Authors: Thank you for this point. We agree there is clearly a difference between these entities at that clinically relevant findings in SCLC cannot be transferred directly to EP-PD-NEC. However we do believe the Hadoux et al data which includes EP-PD-NEC provides some evidence that earlier rechallenges could be considered. We have added text to this section and the figure to clarify the uncertainty here.

Round 2

Reviewer 2 Report

1.The single agent lurbinectedin section (line 340) is listed under the combination 2L chemotherapy header--suggest moving to single agent section

 

2. Table 2—would include P values as appropriate

 

3.  Line 426—BRAF inhibitor section-- There is no mention of combination therapy with MEK inhibitors. Not only does the combination have tumor agnostic approval-- the paper that the authors reference (Klemper et al ) refers to use of BRAF-MEK combination therapy.

 

 

 

Author Response

1.The single agent lurbinectedin section (line 340) is listed under the combination 2L chemotherapy header--suggest moving to single agent section

Authors: Thank you for spotting this error, we have moved it to the appropriate section now. 

 

  1. Table 2—would include P values as appropriate

Authors: Thank you for pointing this out. We have amended the table legend to make it clear that Bevanec and NET-02 were non-comparative trials so no p-values are available for the table and that TOPIC-NEC found no significant difference between any of the comparisons.

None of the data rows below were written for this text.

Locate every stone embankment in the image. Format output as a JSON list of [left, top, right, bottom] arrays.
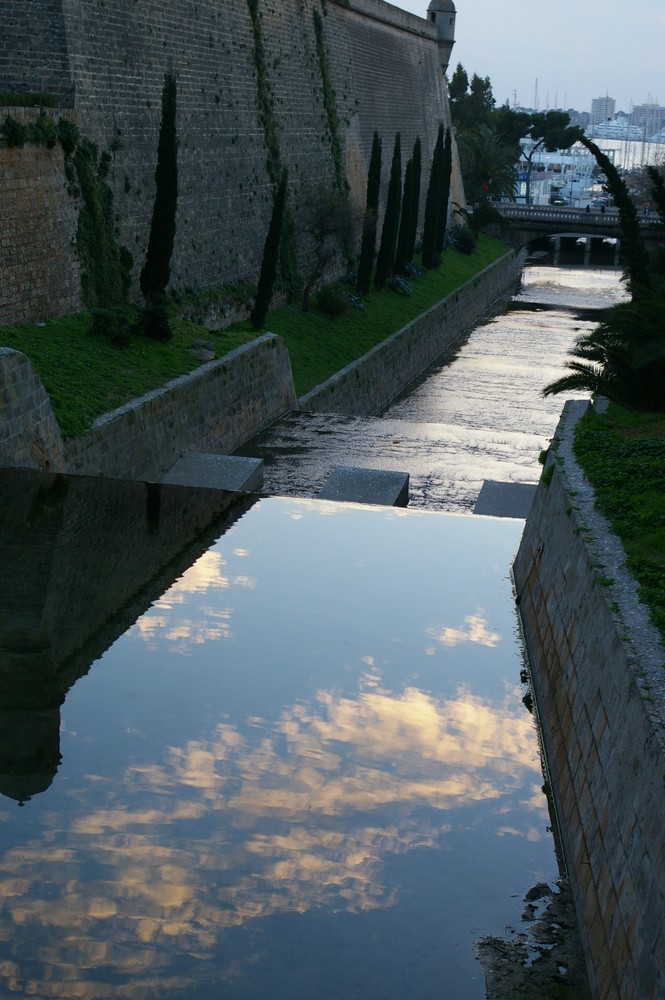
[[0, 254, 519, 480], [514, 403, 665, 1000]]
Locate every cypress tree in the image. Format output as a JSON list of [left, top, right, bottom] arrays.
[[406, 137, 422, 261], [374, 132, 402, 291], [356, 132, 381, 295], [423, 125, 443, 268], [250, 170, 288, 330], [395, 160, 413, 274], [140, 73, 178, 306], [434, 129, 453, 257]]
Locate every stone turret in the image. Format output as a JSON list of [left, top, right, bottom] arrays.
[[427, 0, 457, 73]]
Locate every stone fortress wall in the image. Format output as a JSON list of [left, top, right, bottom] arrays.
[[0, 0, 464, 325]]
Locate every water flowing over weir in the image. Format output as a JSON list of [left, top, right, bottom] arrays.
[[0, 269, 621, 1000], [238, 266, 625, 512]]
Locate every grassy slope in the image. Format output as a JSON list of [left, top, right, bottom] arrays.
[[0, 236, 507, 437], [575, 404, 665, 643]]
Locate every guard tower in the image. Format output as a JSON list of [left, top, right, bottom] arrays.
[[427, 0, 457, 73]]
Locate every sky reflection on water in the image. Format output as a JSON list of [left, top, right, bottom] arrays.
[[0, 499, 557, 1000]]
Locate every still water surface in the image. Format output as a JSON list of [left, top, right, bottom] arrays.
[[0, 269, 622, 1000], [0, 496, 558, 1000]]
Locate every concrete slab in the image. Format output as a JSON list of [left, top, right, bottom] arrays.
[[473, 479, 537, 518], [162, 452, 263, 493], [319, 465, 409, 507]]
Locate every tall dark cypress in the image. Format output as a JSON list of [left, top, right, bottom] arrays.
[[406, 137, 422, 260], [250, 170, 288, 330], [394, 160, 413, 274], [356, 132, 381, 295], [140, 73, 178, 305], [434, 129, 453, 256], [374, 132, 402, 291], [423, 125, 443, 268]]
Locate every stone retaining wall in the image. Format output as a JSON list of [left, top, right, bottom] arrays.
[[514, 403, 665, 1000], [0, 347, 65, 472], [66, 334, 296, 480], [298, 254, 520, 416], [0, 0, 464, 325]]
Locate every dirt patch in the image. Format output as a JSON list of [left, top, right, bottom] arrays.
[[476, 879, 591, 1000]]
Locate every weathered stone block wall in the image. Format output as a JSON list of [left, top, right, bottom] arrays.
[[514, 404, 665, 1000], [65, 334, 296, 480], [0, 0, 74, 107], [0, 0, 463, 323], [298, 254, 520, 416], [0, 128, 81, 326], [0, 347, 65, 472]]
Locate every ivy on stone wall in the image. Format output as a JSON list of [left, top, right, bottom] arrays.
[[71, 139, 132, 310], [140, 73, 178, 306], [312, 8, 349, 194], [247, 0, 302, 303], [247, 0, 281, 188]]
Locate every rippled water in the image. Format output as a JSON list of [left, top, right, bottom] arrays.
[[241, 266, 625, 512]]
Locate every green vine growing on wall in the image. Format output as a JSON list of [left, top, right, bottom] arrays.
[[247, 0, 282, 189], [0, 106, 132, 310], [312, 8, 349, 194], [72, 139, 132, 309], [247, 0, 302, 302]]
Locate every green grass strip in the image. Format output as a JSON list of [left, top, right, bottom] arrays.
[[0, 236, 507, 438], [574, 404, 665, 643]]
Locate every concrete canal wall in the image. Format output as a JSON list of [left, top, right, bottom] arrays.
[[298, 254, 520, 417], [514, 403, 665, 1000], [0, 254, 519, 480]]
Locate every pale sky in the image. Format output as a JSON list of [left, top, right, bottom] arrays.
[[391, 0, 665, 111]]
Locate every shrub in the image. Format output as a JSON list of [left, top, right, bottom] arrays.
[[316, 285, 349, 317], [447, 225, 476, 254]]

  1.  Line 426—BRAF inhibitor section-- There is no mention of combination therapy with MEK inhibitors. Not only does the combination have tumor agnostic approval-- the paper that the authors reference (Klemper et al ) refers to use of BRAF-MEK combination therapy.

Authors: Thank you we have now included reference to the fact that the BRAF inhibitors are given with MEK inhibitors in the reference and in the tumour agnostic approval.

Reviewer 3 Report

This paper is a significant contribution, and I think the current revision can be accepted for publication.

Author Response

This paper is a significant contribution, and I think the current revision can be accepted for publication.

Authors: Thank you for your time reviewing our manuscript.